2 min read

Don't make a hundred (product) decisions when one will do

One thing that pains me at work is when people perceive me to overthink. I don’t agree that I do 🤪

What I try to do is articulate decision criteria, product principles, and similar things, not for mental masturbation, but in order to make one generic decision that makes a hundred other decisions down the line.

Don’t make a hundred decisions when one will do. We’re continually hit by a blizzard of situations, opportunities, problems, incidents—all of which seem to demand decisions. Yes. No. Go. No-go. Buy. Sell. Attack. Retreat. Accept. Reject. Reply. Ignore. Invest. Harvest. Hire. It can feel like chaos, but the most effective people find the patterns within the chaos.

In Drucker’s view, we rarely face truly unique, one-off decisions.

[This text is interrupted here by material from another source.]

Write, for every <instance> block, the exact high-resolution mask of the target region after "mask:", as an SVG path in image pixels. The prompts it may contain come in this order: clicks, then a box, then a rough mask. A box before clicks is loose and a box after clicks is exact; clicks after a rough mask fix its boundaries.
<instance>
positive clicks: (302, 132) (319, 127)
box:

And there is an overhead cost to any good decision: It requires argument and debate, time for reflection and concentration, and energy expended to ensure superb execution.

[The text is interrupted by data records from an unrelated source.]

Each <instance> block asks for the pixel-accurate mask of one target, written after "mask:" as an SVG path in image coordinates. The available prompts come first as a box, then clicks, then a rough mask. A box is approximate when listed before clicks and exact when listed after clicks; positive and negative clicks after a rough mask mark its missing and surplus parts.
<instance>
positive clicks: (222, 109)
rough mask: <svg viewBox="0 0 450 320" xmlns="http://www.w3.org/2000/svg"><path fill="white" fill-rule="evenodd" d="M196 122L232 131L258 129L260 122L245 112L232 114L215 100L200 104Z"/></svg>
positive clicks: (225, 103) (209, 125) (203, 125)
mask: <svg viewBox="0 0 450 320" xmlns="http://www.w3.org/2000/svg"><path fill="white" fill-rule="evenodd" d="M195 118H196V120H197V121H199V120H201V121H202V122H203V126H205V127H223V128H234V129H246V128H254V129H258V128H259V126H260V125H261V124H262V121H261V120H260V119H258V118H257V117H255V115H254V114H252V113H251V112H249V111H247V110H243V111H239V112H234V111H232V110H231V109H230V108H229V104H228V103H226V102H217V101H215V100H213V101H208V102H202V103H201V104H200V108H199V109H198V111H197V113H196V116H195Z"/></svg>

So, given this overhead cost, it’s far better to zoom out and make a few big generic decisions that can apply to a large number of specific situations, to find a pattern within — in short, to go from chaos to concept.

Jim Colllins in his foreword to The Effective Executive by Peter Drucker

For example, we came up with a “Manifesto for Giant Swarm Application Management” inspired by the Manifesto for Agile Software Development.

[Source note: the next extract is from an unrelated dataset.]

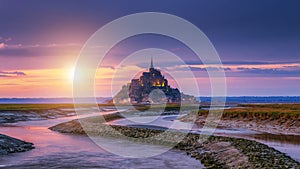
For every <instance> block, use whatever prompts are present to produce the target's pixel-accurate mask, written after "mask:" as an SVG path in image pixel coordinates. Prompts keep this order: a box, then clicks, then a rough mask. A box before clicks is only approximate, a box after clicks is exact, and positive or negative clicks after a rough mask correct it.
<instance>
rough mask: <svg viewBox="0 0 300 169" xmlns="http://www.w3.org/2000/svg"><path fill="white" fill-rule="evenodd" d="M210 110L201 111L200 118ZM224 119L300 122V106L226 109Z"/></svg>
mask: <svg viewBox="0 0 300 169" xmlns="http://www.w3.org/2000/svg"><path fill="white" fill-rule="evenodd" d="M207 114H208V110H199V111H198V115H199V116H206V115H207ZM223 118H248V119H260V120H277V119H278V120H280V119H284V120H288V119H290V120H300V104H242V105H238V107H237V108H232V109H226V110H224V112H223Z"/></svg>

Manifesto for Giant Swarm Application Management

We are uncovering better ways of providing Managed Apps by doing it.

Through this work we have come to value an App that:

  • Is OSS (open source software) at its core, over one that is commercial or proprietary
  • Provides value to 2 or more smaller customers, over one that provides value to 1 big customer
  • Contributes to a meaningful “stack”, over one that is valuable only by itself

That is, while we are open to apps on the right, we prioritize the items on the left more.


It’s less than 100 words. But eliminates the need to spend days and weeks making go / no-go decisions on dozens of apps down the line. It also helps us explain to customers why we provide certain apps and not others.

Of course, this is not dogma. We could decide, for example, that one app violates all these principles but would clinch the deal on a big, potential customer. This provides a basis for conversation on why that would be worth it.

Another more recent, yet-to-be-resolved, example: if we agree that two main features our product is Reliability and Service, we’d be tracking metrics, setting goals, and prioritizing Reliability and Service stories more than we do new features. This would help a lot with prioritization.

(Side Note: I’m reading Disicplined Entrepreneurship, a book Henning recommended, in order to understand what the implications for sales, product, etc. would be if “Reliability” and “Service” are our main products. This is in contrast to what we conventionally think of as our “product.” How would our work and priorities change if we saw App Platform and its features as vehicles to deliver our true products, Reliability and Service?)